First, a translation by Manolis Aligizakis included in the Vimeo description:

There is a door in the night that only the blind see,
darkness makes the animals hear better,
and him, staggered, not from being drunk,
but from his futile effort to climb
up to the tower we once lost.

And now for the rest of the description:

An animated interpretation of the Greek poet Tasos Livaditis’s “Night,” Afroditi Bitzouni conceived her video “when my laptop was broken.” “At that time,” she explains, “there was nothing better to do other than flipping the pages of my fairytales and reading my favorite poems. I was reading [the poem ‘Night,’] every night for months. The illustrations [in my video] were based on a drawing I had done on the bottom of the poem in the book.”

[…]

Afroditi Bitzouni is a member of Indyvisuals Design Collective. She studied Product and Systems Design Engineering at The University of the Aegean, as well as Animation at The Glasgow School of Art. Her work has appeared in the Athens Video Art Festival, LPM (Live Performers Meeting), the Athens and Epidaurus Festival, and other venues.

The sound was produced by DJ Enthro of Psyclinic Tactix.

There isn’t much about Livaditis on the web in English, but I found this blog post helpful.

Tasos Livaditis (Athens, 1922-1988) was a Greek poet. Livaditis studied law at Athens University, but soon his gift for creating poetry was discovered. He had a strong political commitment in the political left movement, and because of that he was condemned, led to exile and has been kept in prison from 1947 till 1951, among others on the island of torture Makronisos, together with Yannis Ritsos, Mikis Theodorakis and Manos Katrakis.

In 1946 the journal Elefthera Grammata published a first article . In 1952 his first volume of poems appeared battle on the edge of the night.

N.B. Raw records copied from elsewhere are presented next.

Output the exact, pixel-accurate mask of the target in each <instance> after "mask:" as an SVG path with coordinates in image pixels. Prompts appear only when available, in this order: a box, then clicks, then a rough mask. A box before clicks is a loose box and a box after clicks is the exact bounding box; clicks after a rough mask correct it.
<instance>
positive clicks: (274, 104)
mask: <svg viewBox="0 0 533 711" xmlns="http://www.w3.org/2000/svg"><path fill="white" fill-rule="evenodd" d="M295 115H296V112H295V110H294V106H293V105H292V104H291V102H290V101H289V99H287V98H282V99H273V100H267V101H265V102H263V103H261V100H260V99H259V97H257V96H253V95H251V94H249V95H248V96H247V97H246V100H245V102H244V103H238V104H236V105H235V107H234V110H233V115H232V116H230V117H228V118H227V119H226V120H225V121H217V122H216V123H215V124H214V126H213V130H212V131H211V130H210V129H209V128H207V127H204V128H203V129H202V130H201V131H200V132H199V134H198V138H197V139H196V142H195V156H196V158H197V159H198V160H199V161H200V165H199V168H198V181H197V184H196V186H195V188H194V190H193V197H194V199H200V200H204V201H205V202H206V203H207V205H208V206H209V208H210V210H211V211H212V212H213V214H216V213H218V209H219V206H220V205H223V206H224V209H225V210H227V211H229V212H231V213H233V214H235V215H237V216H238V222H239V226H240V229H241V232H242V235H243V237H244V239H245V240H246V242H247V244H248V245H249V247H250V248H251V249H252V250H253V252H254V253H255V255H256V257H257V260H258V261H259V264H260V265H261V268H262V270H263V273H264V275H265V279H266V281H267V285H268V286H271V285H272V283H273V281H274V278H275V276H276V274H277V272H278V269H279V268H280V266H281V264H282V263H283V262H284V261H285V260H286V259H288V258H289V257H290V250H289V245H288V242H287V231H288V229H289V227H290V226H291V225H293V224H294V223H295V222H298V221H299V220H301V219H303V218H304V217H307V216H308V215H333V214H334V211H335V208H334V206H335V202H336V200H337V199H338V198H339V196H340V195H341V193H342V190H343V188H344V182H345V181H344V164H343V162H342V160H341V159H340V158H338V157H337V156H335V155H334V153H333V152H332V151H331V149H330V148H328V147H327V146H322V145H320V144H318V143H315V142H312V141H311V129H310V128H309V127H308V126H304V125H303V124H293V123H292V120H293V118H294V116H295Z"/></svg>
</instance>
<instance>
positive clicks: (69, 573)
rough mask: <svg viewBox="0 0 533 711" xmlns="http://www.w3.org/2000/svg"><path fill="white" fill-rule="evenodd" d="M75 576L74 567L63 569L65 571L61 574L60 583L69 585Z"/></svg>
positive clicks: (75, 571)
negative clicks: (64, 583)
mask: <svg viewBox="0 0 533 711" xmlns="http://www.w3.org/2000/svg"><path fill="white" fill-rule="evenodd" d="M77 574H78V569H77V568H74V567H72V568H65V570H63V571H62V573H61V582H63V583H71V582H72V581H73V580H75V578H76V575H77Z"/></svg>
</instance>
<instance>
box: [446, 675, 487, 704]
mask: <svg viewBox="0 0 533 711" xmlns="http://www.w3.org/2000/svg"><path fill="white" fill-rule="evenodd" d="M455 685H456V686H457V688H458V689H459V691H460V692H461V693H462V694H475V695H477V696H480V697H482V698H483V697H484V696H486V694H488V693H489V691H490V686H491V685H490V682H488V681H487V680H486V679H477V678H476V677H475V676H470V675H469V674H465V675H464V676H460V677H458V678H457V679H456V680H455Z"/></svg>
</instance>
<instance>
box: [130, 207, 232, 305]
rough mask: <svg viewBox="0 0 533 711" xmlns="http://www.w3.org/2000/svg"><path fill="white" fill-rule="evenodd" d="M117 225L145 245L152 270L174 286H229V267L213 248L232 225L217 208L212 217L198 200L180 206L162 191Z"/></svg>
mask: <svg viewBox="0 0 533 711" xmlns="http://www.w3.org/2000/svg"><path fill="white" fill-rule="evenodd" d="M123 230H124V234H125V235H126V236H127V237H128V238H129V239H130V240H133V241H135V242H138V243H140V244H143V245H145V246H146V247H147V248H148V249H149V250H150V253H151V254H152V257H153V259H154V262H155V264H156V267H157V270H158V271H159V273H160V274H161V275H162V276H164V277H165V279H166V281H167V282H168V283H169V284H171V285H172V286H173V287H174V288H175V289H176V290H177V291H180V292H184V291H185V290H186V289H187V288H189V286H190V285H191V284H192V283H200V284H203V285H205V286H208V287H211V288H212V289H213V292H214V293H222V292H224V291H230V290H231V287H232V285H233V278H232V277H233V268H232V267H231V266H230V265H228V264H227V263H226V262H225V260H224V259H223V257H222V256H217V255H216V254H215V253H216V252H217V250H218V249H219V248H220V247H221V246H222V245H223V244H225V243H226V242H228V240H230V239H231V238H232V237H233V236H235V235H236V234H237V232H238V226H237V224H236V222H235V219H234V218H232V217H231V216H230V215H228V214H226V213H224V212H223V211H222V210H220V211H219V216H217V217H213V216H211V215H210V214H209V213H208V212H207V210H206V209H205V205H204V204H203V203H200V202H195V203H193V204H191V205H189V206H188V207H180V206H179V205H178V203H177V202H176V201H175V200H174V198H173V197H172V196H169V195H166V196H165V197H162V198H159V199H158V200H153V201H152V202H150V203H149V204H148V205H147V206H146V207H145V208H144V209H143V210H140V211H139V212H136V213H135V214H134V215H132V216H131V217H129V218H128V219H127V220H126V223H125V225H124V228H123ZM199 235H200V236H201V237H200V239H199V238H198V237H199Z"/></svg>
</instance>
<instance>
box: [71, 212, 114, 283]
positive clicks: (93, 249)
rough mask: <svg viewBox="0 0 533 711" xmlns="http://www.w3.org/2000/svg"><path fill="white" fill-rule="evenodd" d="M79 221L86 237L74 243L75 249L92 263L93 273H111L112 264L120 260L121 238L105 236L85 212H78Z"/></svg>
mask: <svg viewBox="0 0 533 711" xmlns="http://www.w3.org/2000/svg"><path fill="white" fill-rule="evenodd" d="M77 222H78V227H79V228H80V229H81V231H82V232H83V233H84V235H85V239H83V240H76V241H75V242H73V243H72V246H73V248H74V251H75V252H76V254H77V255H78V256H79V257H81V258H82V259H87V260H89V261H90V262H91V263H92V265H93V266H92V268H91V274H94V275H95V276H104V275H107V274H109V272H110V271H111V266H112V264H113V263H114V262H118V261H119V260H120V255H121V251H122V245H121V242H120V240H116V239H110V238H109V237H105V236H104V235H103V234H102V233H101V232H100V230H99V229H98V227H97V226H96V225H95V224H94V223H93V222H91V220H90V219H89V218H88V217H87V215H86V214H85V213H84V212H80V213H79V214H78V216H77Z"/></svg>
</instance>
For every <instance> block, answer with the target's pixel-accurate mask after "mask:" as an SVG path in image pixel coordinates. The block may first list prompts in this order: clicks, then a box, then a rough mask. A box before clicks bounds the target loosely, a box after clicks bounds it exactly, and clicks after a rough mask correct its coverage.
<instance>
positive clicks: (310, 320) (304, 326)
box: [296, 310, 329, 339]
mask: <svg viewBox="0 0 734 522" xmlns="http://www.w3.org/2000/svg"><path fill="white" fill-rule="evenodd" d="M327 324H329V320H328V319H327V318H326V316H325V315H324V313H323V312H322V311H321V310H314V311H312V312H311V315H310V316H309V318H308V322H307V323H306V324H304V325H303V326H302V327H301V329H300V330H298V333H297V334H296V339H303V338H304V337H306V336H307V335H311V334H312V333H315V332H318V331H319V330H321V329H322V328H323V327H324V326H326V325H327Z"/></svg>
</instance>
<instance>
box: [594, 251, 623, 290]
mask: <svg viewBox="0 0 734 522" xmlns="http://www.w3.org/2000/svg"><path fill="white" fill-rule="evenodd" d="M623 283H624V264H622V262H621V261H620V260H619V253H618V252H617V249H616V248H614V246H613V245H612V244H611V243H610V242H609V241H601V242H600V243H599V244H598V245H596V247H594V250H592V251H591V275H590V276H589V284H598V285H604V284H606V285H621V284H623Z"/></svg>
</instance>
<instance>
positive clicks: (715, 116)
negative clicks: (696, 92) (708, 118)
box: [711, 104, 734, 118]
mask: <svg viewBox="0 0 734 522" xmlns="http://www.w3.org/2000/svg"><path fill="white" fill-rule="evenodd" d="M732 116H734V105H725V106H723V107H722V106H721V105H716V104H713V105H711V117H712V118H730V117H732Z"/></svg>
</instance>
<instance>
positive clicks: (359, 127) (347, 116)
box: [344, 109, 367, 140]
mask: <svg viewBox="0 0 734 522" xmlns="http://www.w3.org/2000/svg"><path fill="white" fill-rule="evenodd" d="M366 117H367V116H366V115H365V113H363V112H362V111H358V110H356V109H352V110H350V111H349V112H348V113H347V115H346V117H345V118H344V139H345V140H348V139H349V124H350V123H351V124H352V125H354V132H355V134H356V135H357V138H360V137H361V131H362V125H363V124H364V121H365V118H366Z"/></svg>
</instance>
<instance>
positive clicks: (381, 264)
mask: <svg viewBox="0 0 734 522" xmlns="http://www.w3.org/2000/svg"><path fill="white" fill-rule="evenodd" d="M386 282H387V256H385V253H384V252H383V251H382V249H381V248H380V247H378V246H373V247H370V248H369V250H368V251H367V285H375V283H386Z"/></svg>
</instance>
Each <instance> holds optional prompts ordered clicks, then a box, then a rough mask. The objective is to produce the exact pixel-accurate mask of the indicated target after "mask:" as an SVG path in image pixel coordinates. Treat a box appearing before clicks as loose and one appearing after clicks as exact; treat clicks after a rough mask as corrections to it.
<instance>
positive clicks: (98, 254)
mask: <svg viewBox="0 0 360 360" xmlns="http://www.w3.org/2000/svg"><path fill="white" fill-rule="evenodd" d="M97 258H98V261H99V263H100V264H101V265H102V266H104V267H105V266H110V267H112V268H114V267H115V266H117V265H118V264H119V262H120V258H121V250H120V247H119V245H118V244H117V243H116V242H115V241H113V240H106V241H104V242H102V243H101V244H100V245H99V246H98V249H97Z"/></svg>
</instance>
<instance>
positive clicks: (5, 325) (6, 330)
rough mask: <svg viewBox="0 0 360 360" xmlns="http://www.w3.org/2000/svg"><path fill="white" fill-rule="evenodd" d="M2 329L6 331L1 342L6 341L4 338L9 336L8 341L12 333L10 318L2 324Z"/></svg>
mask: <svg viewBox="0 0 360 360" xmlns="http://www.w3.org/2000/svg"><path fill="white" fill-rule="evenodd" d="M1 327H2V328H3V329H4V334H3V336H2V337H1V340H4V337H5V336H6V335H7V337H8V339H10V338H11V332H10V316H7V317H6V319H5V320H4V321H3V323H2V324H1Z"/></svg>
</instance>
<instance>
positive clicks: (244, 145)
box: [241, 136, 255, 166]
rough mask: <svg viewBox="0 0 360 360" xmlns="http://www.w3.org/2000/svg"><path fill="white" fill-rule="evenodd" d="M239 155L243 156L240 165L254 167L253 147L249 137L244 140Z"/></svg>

Between 1954 and 1980 he worked as a literary critic for the newspaper Avgi. Some of his books were banned in the 1950s because of their seditious content.

Tasos Livaditis got a number of national and international awards for his poetry and was considered one of the outstanding Greek poets of the last century.

The video was uploaded by Tin House, a well-regarded print literary magazine with a growing online component, including a weekly series called Tin House Reels, where this video was featured on January 9th. Tin House Reels features “videos by artists who are forming interesting new relationships between images and words,” and is open to video submissions (though for some reason only of work that has not previously appeared on the web).